The registration of partnerships is not compulsory by law. It is optional and there is no penalty for non-registration. However there are disadvantages for not registering. If any dispute arises among the partners or ex-partners they may not resolve the issue through the civil courts. An unregistered firm cannot institute a suit to settle these disagreements. Neither can an unregistered firm sue a third party for the enforcement of any rights arising from a contract, e.g. the recovery of the price of goods supplied. It must be noted however, that a third party may file suit against the partnership. Even in this case, the partnership cannot mention any monies that may be outstanding to them in court. There is no protection to the partners’ liability either. As there is no formal documentation stated that they are in partnership, if one decides to deny the existence of the partnership, there is not much that can be done about it legally. Registering during any suit cannot subsequently cure this effect. Prior registration is necessary.
- Step 1: Opening of Office of the Firm. Lease agreement/ownership is used as proof.

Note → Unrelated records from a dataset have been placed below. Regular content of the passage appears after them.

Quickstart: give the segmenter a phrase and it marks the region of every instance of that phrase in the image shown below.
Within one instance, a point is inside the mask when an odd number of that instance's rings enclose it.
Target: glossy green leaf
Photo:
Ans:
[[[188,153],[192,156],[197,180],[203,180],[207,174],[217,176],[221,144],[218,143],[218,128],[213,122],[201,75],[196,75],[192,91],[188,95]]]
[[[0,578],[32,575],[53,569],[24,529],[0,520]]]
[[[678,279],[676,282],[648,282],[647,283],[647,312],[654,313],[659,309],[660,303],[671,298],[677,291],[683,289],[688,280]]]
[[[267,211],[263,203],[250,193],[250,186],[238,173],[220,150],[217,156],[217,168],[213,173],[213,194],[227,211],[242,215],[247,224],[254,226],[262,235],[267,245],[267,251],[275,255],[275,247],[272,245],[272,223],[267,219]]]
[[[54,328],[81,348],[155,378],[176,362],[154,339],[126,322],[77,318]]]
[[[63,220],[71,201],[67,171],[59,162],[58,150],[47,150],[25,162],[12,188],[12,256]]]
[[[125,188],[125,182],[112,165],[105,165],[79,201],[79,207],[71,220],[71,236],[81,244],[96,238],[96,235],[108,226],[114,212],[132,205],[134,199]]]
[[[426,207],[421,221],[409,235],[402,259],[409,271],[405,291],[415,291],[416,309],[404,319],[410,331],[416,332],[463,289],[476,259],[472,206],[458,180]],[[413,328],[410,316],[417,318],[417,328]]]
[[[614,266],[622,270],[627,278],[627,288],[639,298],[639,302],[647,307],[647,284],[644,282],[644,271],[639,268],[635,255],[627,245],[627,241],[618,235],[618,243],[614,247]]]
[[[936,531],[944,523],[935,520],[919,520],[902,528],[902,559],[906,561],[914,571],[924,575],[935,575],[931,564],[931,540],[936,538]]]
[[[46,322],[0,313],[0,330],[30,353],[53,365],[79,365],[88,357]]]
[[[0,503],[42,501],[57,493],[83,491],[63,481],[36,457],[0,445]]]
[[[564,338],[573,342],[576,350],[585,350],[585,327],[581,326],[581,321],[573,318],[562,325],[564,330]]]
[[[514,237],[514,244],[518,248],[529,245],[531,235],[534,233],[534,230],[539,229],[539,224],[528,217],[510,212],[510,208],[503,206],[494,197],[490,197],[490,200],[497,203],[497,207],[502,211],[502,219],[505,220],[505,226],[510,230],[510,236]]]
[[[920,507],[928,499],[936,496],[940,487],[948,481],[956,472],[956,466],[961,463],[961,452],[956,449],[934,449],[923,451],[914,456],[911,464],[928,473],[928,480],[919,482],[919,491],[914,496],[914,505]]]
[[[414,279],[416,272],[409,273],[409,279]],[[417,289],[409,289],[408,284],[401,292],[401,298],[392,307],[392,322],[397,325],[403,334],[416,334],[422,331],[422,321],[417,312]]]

- Step 2: Preparation of Partnership Deed on stamp paper (must be signed by all the partners)
The mutual rights and obligations of all partners must be documented in the shape of a “partnership deed”. This needs to be signed by all the partners and subsequent copies held by each partner. At the time of registration, a copy of the deed has to be submitted with an application to the Registrar of Firms in the concerned area. This document may also be referred to as an “Article of partnership”.
A partnership deed usually contains the following format:
- The name of the firm
- The nature of business that is to be carried out by the firm
- The address at which the firm intends to conduct it’s business
- The amount of capital that each partner contributes. The form of capital whether that be cash or property needs to be documented. If the capital is property, a full description of the property and the valued amount should be given also.
- The names and addresses of each partner should be given
- The duration of the partnership if any
- The ratio of sharing profits and losses
- The amount or percentage of interest, if any, which is to be allowed on capital
- The amount of salary each partner is to receive
- The manner in which a partnership is to be dissolved and the subsequent distribution of property among the partners.
- In the case of insolvency the valuation and treatment of goodwill
- Provisions regarding the accounting system and the fiscal year to be used
- Rules to be followed in the case of retirement, death and admission of a Partner
- The method of settling disputes if any among partners. I.e. whether or not an arbitrator is to be appointed
- Method of calculating amount issued to a deceased partner, and whether this is to be paid in full or in installments to his legal representative.
- In the case of breach of duty by one partner, powers of other partners to expel him from the firm
- The keeping of proper books of accounts and periodical preparation of accounts.
- Any provisions to prevent any future misunderstanding and ill will.
Note: A Partnership deed can be obtained in the form of judicial papers that cover all the points mentioned above. This in turn can be signed and submitted to the registrar as mentioned.
Step 3: Fill in the Form No. 1Partnership Act 1932. Must provide the following particulars:
- The name of the firm
- The place or principal place of business of the firm
- The names and addresses of other places where the firm may conduct business
- The partner’s date of joining the firm
- The duration of the firm
- The name and address of the partners.
Step 4: Deposit registration prescribed fee through Challan Form No. 32-A in any branch of National Bank of Pakistan.
Step 5: An affidavit regarding accuracy of papers and existence of office would submit on stamp paper.
Step 6: Submit all documents in person to Registrar of Firms (All the partners should be required to appear along-with original valid computerized N.I.C before the Registrar of Firm and after completion of papers and office visit).
Step 7: Once the registrar is satisfied with the application, a certificate of registration is issued to the partners. (Three Days Minimum Time)
- Copies of computerized valid N.I.C of all partners & witnesses should be attached.
- All papers should also be attested from Notary Public.
- Registration of Partnership is not required to commence business.